Les concepts systémiques de circularité et de travail familial se sont aussi révélés nécessaire pour travailler sur le groupe familial autour de notions telles que Résilience.
Le Psychologue et l’éducateur devenant une base de sécurité provisoire sur laquelle la famille peut s’appuyer pour récupérer un mode de fonctionnement meilleur et surtout dépollué des traces traumatiques bien souvent liées au contexte dans lequel s’est déroulé l’exil. Nous utilisons aussi beaucoup les objets flottants tels que le génogramme (sorte de carte familiale en plus complexe) afin de faciliter l’émergence de la parole et des émotions.
Les résultats de nos actions le démontrent : le travail en bilinguisme permet aux émotions de se libérer et d’accueillir réellement les personnes accompagnées dans toutes leurs dimensions psychiques.

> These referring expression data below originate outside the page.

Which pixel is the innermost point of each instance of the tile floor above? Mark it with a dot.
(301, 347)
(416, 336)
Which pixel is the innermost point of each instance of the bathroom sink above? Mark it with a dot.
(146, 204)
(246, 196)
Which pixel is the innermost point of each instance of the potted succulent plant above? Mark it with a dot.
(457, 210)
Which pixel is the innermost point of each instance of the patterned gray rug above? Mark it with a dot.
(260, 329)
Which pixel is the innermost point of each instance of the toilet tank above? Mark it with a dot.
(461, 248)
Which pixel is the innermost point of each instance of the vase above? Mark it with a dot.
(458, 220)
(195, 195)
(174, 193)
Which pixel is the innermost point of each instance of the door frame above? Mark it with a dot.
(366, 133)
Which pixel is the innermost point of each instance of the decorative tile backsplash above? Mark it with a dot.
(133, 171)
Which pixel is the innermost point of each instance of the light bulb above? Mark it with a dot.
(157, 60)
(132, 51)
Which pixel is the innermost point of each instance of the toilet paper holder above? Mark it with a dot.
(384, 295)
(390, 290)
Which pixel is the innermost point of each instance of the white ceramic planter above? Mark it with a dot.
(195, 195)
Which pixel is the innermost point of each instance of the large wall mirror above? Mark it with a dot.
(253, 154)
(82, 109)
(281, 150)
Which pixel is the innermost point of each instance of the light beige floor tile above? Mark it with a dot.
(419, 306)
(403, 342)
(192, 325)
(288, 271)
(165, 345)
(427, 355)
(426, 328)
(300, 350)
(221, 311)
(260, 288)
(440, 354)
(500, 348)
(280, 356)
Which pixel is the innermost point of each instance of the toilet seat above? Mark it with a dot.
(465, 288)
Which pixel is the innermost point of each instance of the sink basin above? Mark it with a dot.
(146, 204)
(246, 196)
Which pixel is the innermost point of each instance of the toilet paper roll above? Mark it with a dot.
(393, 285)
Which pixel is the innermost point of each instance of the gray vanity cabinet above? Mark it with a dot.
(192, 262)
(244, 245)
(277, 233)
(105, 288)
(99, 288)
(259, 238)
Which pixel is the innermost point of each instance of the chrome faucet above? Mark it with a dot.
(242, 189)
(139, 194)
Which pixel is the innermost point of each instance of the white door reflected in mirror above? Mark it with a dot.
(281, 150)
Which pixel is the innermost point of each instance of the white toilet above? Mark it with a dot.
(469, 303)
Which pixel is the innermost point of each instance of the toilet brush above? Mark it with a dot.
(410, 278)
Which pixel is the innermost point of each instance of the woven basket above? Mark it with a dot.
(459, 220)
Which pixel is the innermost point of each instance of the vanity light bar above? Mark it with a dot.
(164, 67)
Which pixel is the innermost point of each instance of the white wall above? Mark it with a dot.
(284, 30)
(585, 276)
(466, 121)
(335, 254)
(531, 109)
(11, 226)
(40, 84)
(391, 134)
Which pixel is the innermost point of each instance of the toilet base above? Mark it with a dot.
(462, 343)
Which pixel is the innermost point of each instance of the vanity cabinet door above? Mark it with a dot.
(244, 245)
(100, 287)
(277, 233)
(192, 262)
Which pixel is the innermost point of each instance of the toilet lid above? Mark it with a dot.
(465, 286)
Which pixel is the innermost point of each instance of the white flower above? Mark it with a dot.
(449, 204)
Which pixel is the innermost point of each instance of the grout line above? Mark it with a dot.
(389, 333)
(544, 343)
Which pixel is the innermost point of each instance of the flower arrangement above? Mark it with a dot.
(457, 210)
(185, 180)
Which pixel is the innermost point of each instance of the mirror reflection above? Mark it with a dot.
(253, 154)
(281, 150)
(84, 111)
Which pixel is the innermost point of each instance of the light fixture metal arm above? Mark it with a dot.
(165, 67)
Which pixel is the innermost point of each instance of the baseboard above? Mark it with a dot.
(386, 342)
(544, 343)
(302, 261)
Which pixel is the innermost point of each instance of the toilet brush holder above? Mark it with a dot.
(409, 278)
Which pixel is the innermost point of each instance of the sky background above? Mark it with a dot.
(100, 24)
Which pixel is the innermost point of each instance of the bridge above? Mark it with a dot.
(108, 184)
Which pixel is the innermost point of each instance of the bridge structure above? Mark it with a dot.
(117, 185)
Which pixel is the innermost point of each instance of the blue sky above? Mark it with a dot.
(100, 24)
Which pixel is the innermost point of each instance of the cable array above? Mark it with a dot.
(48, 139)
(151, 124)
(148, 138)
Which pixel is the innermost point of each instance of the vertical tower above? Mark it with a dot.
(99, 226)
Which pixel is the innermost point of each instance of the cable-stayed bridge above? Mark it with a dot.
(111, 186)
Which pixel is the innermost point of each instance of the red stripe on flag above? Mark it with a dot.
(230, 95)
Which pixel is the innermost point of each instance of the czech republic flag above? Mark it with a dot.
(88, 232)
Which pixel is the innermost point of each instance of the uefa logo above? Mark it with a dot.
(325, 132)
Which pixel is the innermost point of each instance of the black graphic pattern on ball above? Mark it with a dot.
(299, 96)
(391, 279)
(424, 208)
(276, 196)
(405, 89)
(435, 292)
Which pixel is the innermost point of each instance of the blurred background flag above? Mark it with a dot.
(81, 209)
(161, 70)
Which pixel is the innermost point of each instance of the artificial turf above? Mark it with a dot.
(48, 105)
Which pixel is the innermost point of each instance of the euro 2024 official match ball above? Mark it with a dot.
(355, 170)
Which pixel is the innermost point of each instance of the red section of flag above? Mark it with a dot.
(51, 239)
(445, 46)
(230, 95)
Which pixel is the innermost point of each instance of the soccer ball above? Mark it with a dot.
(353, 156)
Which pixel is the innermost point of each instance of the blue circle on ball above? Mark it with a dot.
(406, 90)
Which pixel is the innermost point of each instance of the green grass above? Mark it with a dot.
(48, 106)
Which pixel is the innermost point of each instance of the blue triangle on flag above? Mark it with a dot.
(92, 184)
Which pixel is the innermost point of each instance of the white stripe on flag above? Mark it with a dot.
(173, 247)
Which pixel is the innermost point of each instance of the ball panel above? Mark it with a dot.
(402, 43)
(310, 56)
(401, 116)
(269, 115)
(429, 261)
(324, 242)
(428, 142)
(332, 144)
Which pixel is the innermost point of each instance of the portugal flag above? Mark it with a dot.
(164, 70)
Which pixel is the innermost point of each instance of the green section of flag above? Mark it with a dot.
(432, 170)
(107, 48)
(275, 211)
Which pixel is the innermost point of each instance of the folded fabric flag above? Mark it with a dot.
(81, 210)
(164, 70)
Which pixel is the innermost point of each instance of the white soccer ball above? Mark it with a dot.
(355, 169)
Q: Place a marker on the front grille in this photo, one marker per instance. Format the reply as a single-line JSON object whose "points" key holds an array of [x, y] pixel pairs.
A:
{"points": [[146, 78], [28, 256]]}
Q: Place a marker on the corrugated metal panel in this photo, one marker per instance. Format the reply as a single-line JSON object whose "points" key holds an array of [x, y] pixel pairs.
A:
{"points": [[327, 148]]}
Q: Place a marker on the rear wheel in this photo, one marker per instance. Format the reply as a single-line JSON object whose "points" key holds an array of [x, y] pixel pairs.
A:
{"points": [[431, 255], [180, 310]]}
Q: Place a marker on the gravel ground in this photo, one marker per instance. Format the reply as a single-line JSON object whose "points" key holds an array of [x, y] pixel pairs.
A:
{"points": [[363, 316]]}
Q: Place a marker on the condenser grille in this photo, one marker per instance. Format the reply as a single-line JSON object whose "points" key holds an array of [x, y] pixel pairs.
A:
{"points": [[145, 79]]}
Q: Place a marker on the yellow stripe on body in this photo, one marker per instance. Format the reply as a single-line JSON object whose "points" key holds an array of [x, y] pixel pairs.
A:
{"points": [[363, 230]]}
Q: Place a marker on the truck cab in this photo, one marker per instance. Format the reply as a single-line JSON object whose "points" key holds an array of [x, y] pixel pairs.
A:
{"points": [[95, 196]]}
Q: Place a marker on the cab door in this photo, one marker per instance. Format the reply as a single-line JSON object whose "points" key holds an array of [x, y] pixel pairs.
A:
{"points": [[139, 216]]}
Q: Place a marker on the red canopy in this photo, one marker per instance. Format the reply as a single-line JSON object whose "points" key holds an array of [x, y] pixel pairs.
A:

Mon rôle est d’œuvrer au quotidien pour la réussite scolaire et éducative des enfants. Les mineurs que nous accompagnons au quotidien font partie d’un système familial avec pour chacun un parcours, une histoire.
En effet, nous accueillons des familles de tout horizon et il nous semble essentiel de les accompagner avec bienveillance et une attention particulière. Le fait de proposer des entretiens sous une autre forme notamment en faisant appel à divers outils tels que les objets flottants, la traduction etc. contribue à rassurer les familles et rendre les rencontres d’autant plus riches en humanité. C’est dans ces moments que les appréhensions s’estompent et nous optimisions les chances de voir naître une relation éducative et thérapeutique pour laisser place à un suivi dans l’intérêt des familles. L’approche ethno systémique ouvre les champs des possibles et les possibilités sont d’autant plus grandes lorsqu’un travail psycho éducatif peut être proposé.


Bibliographie :
- Ibrahim S. 2015 «  Le bébé est témoin des mondes. L’expérience d’un espace de médiation ethnoclinique  », Spirale numéro 75 p.94-102.
- Delage M., Cyrulnik B., 2008 «  Famille et Résilience  », Paris Odile Jacob.